Analysts see decline in demand as expatriate population shrinks
Hopes that a growing expatriate population and resilient economic growth will lend support to rents have also dimmed since the latest government budget suggests continued tightening of foreign labour force.
Savills Research said in a note yesterday that the residential leasing market will see a decline in demand from a shrinking pool of overseas nationals as more employment restrictions are implemented.
"Rents in some locations may continue to see a correction, particularly in the mass-market segment due to strong competition from new supply, as well as smaller rental budgets amid the rising cost of living in Singapore," the property consultancy and research firm said.
Desmond Sim, head of Singapore research at CBRE, said he expects leasing volume to decline by around 10 per cent and rents to fall by 5 per cent this year.
"CBRE expects the rental market to face the challenges of rising supply versus an imminent decline in the number of new employment pass holders as the government take steps to secure job opportunities for locals," he told BT yesterday.
"Since the bulk of the vacant units (65 per cent) are in the Central Region, the bulk of the 5 per cent correction will be in this region as landlords vie for a limited pool of tenants," Mr Sim said. But rents in Outside the Central Region (OCR) are likely to hold as a greater proportion of buyers for those units are owner-occupiers, he added.
The latest data from the Urban Redevelopment Authority (URA) released last month showed that rental rates for private residential market slid for the first time since 2009. Private home rents took a 0.5 per cent dip in the fourth quarter, reversing a 0.2 per cent gain in the third quarter.

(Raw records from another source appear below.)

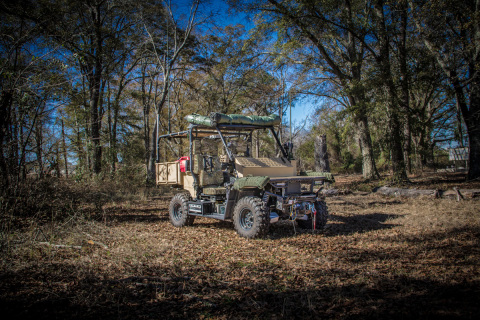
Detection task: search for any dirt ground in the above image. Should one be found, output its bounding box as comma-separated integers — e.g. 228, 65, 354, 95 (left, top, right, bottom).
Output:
0, 176, 480, 319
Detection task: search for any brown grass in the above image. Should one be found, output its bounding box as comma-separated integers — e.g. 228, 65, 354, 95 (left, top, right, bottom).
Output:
0, 176, 480, 319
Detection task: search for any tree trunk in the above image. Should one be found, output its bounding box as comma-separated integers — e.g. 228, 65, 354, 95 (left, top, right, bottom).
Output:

A total of 13,150 new homes were completed in 2013, and up to 18,003 completed private homes stayed empty as leasing supply exceeded demand. According to URA, there were 11,671 vacant units in the Central Region and 6,332 vacant units in the rest of Singapore in the fourth quarter.
Mr Sim of CBRE said he expects another 17,500 new homes to be completed this year, bringing the number of vacant stock beyond 20,000 units - "a level not seen in the Singapore housing history".
Donald Han, chairman of Chesterton Singapore, said he expects 20,000 more units to be completed in 2014 and this to exacerbate the downward pressures on rents. He is predicting a 5-8 per cent drop in non-landed private home rents this year from 2013, with the fall being most pronounced in the Core Central Region (CCR). He said he is expecting softness in rents to spill over into 2015 and 2016.
"It's harder to get premises rented out. In what was done in weeks, it now takes one to two months before you can find a suitable tenant because of the new supply that's coming up," he added. "It' a tenant's market right now."
Alice Tan, head of Consultancy and Research at Knight Frank, said she expects rents for non-landed private homes to see a 1-3 per cent moderation by the end of this year, and a further easing of 2 per cent in 2015 if the number of vacancies continue to rise.
"Occupancy levels of non-landed private homes may improve after mid-2016, as our population is slated to grow at a faster pace and completed supply of private homes will be gradually absorbed by the market," Ms Tan said.